絡む指 強引な誘い 背には壁 Ⅱ
それぞれの分岐点
 レイジがこの家からいなくなる。
 そんなこと、一度も考えもしなかった。
 彼は優しくて、いつも頼りになる。真剣で真面目で、まっすぐで、始点から終点までがずれない。わがままなところは確かにある。だけどそれも逆に可愛いと思えるくらいの、そのわがままが彼らしくて良いと思えるくらいの程度であったと、今になって思えてくる。
「これで本当に引っ越しなったらどうする?」
 ユーリは芸能人とは思えないほどの、だらけきった格好で、リビングのソファに横になって聞いてきた。リモコンを握って離さないのはいつもの癖だ。
「別にどうも……できないでしょ?」
「愛ちゃんの心的に、よ」
 しかし香月はこんな状況になりつつも、引っ越さない方が良いのかもしれない、と今更ながら少し思っていた。 

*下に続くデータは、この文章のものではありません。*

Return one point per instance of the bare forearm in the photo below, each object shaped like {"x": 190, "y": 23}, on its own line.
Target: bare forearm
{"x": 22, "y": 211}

 例え同じ家で暮らしていても、この先2人は何も変わらない。例えレイジが荒れ狂い、ついてこなければ心中をすると言い出しても、香月が何かのきっかけで心動かされることがあろうとも、関係は変わらない。
 それを確信しただけに、そのままの方が2人にとって良かったのかもしれないと思い始めたのだ。

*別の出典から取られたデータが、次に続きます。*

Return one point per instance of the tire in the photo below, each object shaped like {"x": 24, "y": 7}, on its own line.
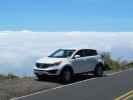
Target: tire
{"x": 98, "y": 72}
{"x": 66, "y": 75}
{"x": 39, "y": 77}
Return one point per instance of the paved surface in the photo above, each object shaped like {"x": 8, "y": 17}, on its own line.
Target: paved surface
{"x": 104, "y": 88}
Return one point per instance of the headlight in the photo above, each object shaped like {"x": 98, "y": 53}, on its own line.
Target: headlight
{"x": 57, "y": 63}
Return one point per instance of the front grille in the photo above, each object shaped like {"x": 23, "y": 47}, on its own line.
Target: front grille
{"x": 40, "y": 65}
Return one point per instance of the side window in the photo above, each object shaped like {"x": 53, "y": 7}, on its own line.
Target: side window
{"x": 90, "y": 52}
{"x": 81, "y": 53}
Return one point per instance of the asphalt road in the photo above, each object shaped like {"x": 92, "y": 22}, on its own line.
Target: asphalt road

 その方が、彼がこちらのことを好きだったということを、いつの間にか忘れて、本当の家族になれる気がした。
 家族になりたかった。
 家族でありたかった。
 レイジという人のことは本当に好きなのだと思う。
 彼が新しい物件を探し当てた後、すぐにそう思った。
 今まで彼に対してどんな感情も抱いたことがなかったのに、彼が離れていくと知った途端、彼と家族になりたいと、少し思ってしまったのだ。
「なあ、どう?」
「えー……」
 ユーリの質問をもう一度思い出す。
「私の心、的に……」
「そ、付き合うつもりとかやっぱないん?」
「嫌いじゃないけどね……もし、そうだなあ。例えば、出会い方とか色々違っていたら、それは分からなかったけど、今こうやってこんな風に出会って、それで、付き合わないの? って聞かれたら、それはないと思う」
「……変わらんかったなあ、その気持ち。この一年」
「……そうだね。この先も多分、変わらない、かな……」
「じゃあやっぱり良かったんかもなあ、この引っ越し」
「家族としてはいい人だったと思うの……」
 そこで、本音を言うのはやめた。